Mas Rifki nampak mengerutkan kening nya saat aku menanyakan tentang siapa wanita bernama Sabrina itu .
"siapa Sabrina mas ,mas kenal degan nya ?" tanya ku lagi
"tahu darimana kamu nama itu ?" bukan nya menjawab mas Rifki malah membalikan pertanyaan nya padaku
"jawab saja mas , siapa dia ?" tanya ku lagi dengan air mata ku yang tak bisa ku tahan ,sungguh aku sedikit berprasangka buruk sekarang ,aku takut jika mas Rifki mempunyai hubungan dengan wanita bernama Sabrina itu
"hey ko malah nangis " mas Rifki dengan lembut mengusap pipi ku
"dengarkan aku baik-baik ya , aku sama dia sudah tidak ada hubungan apa-apa,dia hanya lah mantan ku saja , tapi memang akhir-akhir ini dia sering sekali menemui ku , tapi kamu tenang saja , hanya kamu yang ada di sini " ucap mas Rifki meraih tangan ku lalu meletakan nya di dada nya .
"tapi ...kenapa mas Rifki sampai menyebut nama nya saat mas tidur ?" tanya ku lagi
"apa , kapan ?" tanya nya
"semalam , mas juga bersikap aneh padaku,bahkan mas juga sampai bentak aku " ucap ku lagi
"oh itu , aku sendiri juga tak tahu sayang ,kenapa aku seperti itu ,tapi aku sudah minta maaf kan " ucap nya hingga aku mengerutkan kening
"kapan mas Rifki meminta maaf ?" tanya ku , pasal nya aku sama sekali tak merasa mendengar kata maaf dari mas Rifki , bangun tidur pagi-pagi sekali dia langsung berangkat tanpa sarapan lebih dulu ,dia mengabaikan ku begitu saja , jadi kapan dia meminta maaf .

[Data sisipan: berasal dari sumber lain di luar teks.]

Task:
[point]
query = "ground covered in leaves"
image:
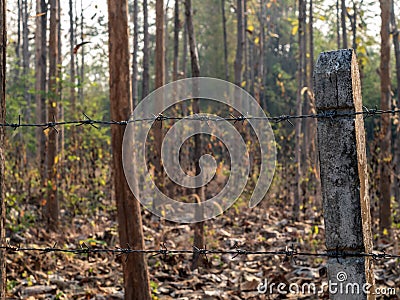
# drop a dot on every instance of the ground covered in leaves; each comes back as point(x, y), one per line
point(36, 275)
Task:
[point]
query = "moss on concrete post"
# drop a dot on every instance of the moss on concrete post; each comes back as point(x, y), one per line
point(344, 179)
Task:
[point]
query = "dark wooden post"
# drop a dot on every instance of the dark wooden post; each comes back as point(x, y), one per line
point(344, 180)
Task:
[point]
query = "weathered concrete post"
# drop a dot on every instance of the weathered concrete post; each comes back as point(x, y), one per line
point(344, 180)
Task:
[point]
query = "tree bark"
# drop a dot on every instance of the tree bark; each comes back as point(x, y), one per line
point(396, 158)
point(135, 53)
point(40, 84)
point(166, 42)
point(136, 279)
point(52, 208)
point(238, 66)
point(159, 82)
point(82, 68)
point(176, 41)
point(3, 47)
point(385, 133)
point(225, 39)
point(338, 40)
point(185, 50)
point(194, 58)
point(26, 58)
point(299, 100)
point(18, 43)
point(344, 28)
point(146, 54)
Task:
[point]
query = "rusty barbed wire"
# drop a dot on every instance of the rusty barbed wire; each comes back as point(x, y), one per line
point(290, 252)
point(332, 114)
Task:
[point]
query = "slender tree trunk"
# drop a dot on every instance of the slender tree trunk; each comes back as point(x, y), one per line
point(261, 63)
point(313, 123)
point(338, 40)
point(225, 39)
point(300, 74)
point(353, 22)
point(176, 41)
point(160, 81)
point(61, 135)
point(396, 158)
point(82, 68)
point(185, 50)
point(52, 209)
point(146, 54)
point(194, 57)
point(72, 43)
point(40, 85)
point(385, 133)
point(245, 75)
point(135, 53)
point(18, 43)
point(3, 46)
point(238, 66)
point(344, 28)
point(136, 278)
point(26, 58)
point(166, 42)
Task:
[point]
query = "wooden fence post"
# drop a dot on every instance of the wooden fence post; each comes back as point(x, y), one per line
point(344, 178)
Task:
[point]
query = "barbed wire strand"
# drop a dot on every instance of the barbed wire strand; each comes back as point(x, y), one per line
point(290, 252)
point(200, 117)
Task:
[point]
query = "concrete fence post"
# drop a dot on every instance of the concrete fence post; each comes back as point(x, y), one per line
point(344, 179)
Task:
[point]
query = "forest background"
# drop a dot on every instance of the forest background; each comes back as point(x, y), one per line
point(58, 69)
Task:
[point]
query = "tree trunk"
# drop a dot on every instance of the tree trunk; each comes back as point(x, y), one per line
point(338, 24)
point(344, 28)
point(385, 133)
point(353, 22)
point(176, 41)
point(26, 58)
point(166, 41)
point(159, 82)
point(185, 50)
point(3, 46)
point(136, 278)
point(313, 123)
point(300, 79)
point(146, 54)
point(52, 209)
point(40, 85)
point(194, 57)
point(261, 63)
point(135, 53)
point(18, 43)
point(82, 68)
point(396, 158)
point(238, 66)
point(225, 39)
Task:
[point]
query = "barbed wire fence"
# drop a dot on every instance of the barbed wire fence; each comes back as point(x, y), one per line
point(290, 252)
point(366, 113)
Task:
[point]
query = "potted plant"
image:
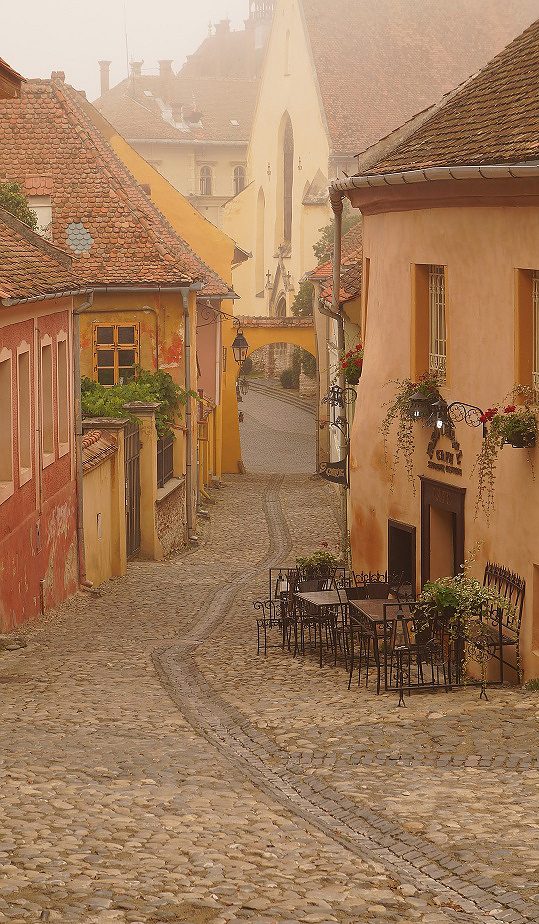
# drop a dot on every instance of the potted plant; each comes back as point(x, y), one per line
point(461, 600)
point(412, 401)
point(351, 364)
point(318, 565)
point(514, 426)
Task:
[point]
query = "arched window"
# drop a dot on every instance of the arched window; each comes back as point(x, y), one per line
point(288, 180)
point(260, 242)
point(206, 180)
point(239, 179)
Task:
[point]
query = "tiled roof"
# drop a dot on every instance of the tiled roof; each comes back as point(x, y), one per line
point(97, 447)
point(30, 267)
point(492, 119)
point(99, 212)
point(10, 80)
point(351, 268)
point(148, 108)
point(380, 62)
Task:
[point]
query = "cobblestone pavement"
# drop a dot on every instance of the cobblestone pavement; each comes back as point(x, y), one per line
point(276, 436)
point(154, 769)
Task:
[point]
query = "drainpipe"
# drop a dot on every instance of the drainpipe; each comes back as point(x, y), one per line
point(185, 290)
point(83, 581)
point(336, 198)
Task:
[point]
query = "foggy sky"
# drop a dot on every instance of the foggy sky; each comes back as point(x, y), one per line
point(40, 36)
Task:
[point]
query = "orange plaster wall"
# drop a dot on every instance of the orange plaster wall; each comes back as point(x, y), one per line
point(481, 247)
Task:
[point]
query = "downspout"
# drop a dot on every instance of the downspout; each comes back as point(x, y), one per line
point(336, 198)
point(185, 290)
point(83, 581)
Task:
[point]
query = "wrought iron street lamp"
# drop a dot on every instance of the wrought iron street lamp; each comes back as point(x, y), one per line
point(240, 347)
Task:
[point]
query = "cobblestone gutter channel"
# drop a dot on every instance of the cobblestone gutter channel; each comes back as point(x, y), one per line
point(464, 894)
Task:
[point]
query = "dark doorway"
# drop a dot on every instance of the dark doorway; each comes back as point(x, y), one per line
point(401, 552)
point(442, 529)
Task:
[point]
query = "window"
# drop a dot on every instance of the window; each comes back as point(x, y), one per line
point(206, 181)
point(437, 328)
point(239, 179)
point(6, 430)
point(47, 409)
point(62, 378)
point(42, 207)
point(24, 414)
point(116, 349)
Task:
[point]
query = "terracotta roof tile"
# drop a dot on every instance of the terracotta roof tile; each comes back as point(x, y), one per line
point(380, 62)
point(99, 212)
point(492, 119)
point(145, 108)
point(30, 267)
point(351, 268)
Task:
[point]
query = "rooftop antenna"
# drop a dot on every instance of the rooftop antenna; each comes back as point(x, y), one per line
point(126, 39)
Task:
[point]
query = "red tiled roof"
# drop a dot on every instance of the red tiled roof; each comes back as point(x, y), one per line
point(492, 119)
point(30, 267)
point(97, 447)
point(148, 108)
point(99, 212)
point(351, 268)
point(380, 61)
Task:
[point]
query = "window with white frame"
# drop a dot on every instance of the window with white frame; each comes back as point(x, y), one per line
point(206, 180)
point(62, 378)
point(437, 320)
point(24, 413)
point(42, 207)
point(6, 430)
point(239, 179)
point(47, 408)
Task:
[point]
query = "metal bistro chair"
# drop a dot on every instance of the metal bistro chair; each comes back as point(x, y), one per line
point(423, 656)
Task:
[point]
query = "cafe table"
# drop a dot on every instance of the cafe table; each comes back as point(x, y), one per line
point(322, 601)
point(379, 618)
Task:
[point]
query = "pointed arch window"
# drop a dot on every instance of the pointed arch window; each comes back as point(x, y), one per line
point(239, 179)
point(206, 180)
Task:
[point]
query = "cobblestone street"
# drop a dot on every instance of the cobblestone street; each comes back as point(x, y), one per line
point(155, 769)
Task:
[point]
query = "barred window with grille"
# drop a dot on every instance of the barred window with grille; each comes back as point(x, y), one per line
point(535, 295)
point(437, 321)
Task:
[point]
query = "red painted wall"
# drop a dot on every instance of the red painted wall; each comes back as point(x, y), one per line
point(38, 537)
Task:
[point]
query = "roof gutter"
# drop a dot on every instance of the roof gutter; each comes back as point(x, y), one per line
point(431, 174)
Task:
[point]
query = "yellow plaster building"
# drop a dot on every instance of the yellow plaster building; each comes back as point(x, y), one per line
point(337, 76)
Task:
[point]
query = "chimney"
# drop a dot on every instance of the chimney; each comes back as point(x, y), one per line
point(104, 69)
point(165, 69)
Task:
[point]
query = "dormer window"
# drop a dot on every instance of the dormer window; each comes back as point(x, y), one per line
point(206, 180)
point(42, 208)
point(239, 179)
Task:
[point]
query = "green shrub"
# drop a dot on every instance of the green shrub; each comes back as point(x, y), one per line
point(13, 200)
point(151, 387)
point(289, 378)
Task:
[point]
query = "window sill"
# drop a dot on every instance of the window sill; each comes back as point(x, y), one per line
point(6, 490)
point(25, 475)
point(172, 485)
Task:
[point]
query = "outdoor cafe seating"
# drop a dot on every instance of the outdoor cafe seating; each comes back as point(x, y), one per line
point(374, 625)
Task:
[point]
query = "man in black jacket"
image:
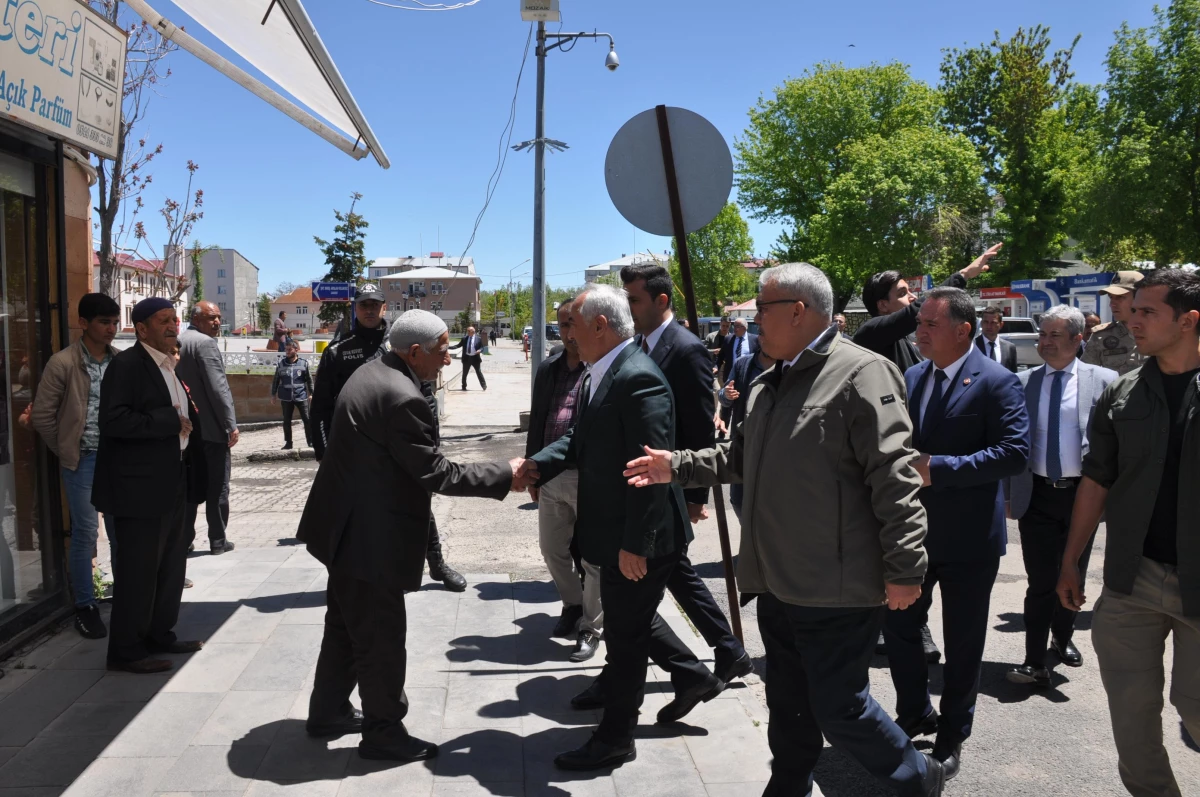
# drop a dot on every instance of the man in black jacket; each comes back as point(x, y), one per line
point(148, 459)
point(636, 539)
point(384, 445)
point(683, 360)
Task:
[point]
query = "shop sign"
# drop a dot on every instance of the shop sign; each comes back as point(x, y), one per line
point(61, 71)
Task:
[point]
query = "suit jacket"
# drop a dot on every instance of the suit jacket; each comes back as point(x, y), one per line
point(369, 508)
point(688, 367)
point(631, 407)
point(202, 369)
point(138, 459)
point(1092, 382)
point(983, 439)
point(1007, 351)
point(725, 359)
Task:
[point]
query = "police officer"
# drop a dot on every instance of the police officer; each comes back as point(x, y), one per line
point(365, 341)
point(1111, 346)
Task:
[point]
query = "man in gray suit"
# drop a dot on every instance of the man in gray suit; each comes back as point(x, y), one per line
point(1060, 396)
point(202, 369)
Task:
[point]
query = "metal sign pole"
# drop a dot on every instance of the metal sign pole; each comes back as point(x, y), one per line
point(689, 293)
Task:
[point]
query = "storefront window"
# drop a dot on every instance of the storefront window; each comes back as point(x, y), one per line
point(28, 571)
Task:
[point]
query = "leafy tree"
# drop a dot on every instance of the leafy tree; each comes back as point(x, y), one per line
point(717, 252)
point(1012, 100)
point(343, 257)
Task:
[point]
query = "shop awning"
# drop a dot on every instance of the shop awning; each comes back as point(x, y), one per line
point(279, 39)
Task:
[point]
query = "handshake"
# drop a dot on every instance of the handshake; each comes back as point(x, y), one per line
point(525, 474)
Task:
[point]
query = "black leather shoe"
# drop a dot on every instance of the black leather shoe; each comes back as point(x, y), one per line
point(924, 726)
point(567, 622)
point(927, 642)
point(689, 699)
point(1027, 673)
point(595, 755)
point(589, 699)
point(586, 647)
point(733, 669)
point(935, 777)
point(949, 756)
point(1068, 653)
point(349, 724)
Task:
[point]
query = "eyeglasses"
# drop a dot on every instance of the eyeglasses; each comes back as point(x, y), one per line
point(760, 304)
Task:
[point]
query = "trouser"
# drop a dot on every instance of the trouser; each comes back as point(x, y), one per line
point(817, 684)
point(364, 643)
point(84, 528)
point(303, 408)
point(630, 612)
point(1044, 529)
point(473, 363)
point(149, 576)
point(216, 497)
point(556, 529)
point(966, 599)
point(1129, 634)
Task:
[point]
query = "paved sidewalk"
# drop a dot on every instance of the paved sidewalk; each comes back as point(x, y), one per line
point(485, 682)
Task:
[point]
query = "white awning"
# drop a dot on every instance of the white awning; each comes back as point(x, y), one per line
point(279, 39)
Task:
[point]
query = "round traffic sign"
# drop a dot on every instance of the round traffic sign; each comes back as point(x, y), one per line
point(636, 177)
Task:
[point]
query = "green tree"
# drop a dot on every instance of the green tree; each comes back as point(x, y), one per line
point(343, 257)
point(1012, 100)
point(717, 252)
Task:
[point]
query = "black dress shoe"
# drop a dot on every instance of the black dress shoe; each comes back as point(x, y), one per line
point(689, 699)
point(923, 726)
point(733, 669)
point(595, 755)
point(1027, 673)
point(589, 699)
point(567, 622)
point(586, 647)
point(343, 726)
point(1068, 653)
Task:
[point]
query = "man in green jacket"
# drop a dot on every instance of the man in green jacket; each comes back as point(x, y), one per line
point(1143, 471)
point(832, 532)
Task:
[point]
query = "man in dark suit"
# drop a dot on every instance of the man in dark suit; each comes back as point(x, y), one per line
point(684, 361)
point(472, 346)
point(972, 432)
point(149, 442)
point(989, 341)
point(1060, 397)
point(384, 447)
point(635, 535)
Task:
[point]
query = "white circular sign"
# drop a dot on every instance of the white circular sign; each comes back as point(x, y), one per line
point(636, 177)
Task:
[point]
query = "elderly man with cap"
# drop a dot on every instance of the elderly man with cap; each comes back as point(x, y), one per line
point(1111, 346)
point(366, 341)
point(149, 435)
point(383, 443)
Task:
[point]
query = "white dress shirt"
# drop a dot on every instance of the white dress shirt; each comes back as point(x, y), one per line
point(1071, 437)
point(951, 371)
point(601, 366)
point(166, 364)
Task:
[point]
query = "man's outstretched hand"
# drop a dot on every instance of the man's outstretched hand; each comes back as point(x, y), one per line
point(652, 468)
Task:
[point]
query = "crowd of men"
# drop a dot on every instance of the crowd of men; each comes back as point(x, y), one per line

"semalam kan aku bilang maaf ,dan kamu memaafkan ku " ucap nya lagi
Sungguh aku benar-benar tidak mengingat nya , entahlah mungkin aku yang lupa .
"kapan terakhir kali wanita bernama Sabrina itu menemui mu ?" tanyaku
"hm...tadi pagi , sebenar nya tadi saat aku pulang dia juga datang tapi aku berhasil menghindar dari nya jadi gak sampai ketemu " jawab nya
"memang nya apa keperluan nya dia sampai harus selalu menemui mu ,apa kalian ada kerja sama ?" tanya ku lagi
"tidak , dia datang hanya ingin memberikan ku makanan saja "
"dan mas menerima nya ?" tanya ku
"iya ,tapi aku berikan lagi pada orang lain " jawab nya kemudian
"mas gak bohong kan ?" tanya ku
"ya enggak lah ,masa aku bohong sih "
"mas ,maafin aku ya , aku sempat berfikir buruk tentang mas Rifki" ucap ku kemudian
"iya, tak apa , harus nya aku yang meminta maaf ,aku sudah membuat mu sedih " ucap mas Rifki seraya memeluk ku
"bagaimana keadaan anak kita di sini,dia baik-baik saja kan ?" tanya mas Rifki seraya mengusap perut ku
"iya dia baik-baik saja " jawab ku tersenyum
.........
Kini malam pun menyambut
Aku yang baru saja membaringkan tubuhku di tempat tidur, di susul mas Rifki , tiba-tiba di kejutkan dengan suara ledakan dari luar
Duuaaarrr.....
Suara nya sangat kencang ,hingga rumah pun terasa bergetar .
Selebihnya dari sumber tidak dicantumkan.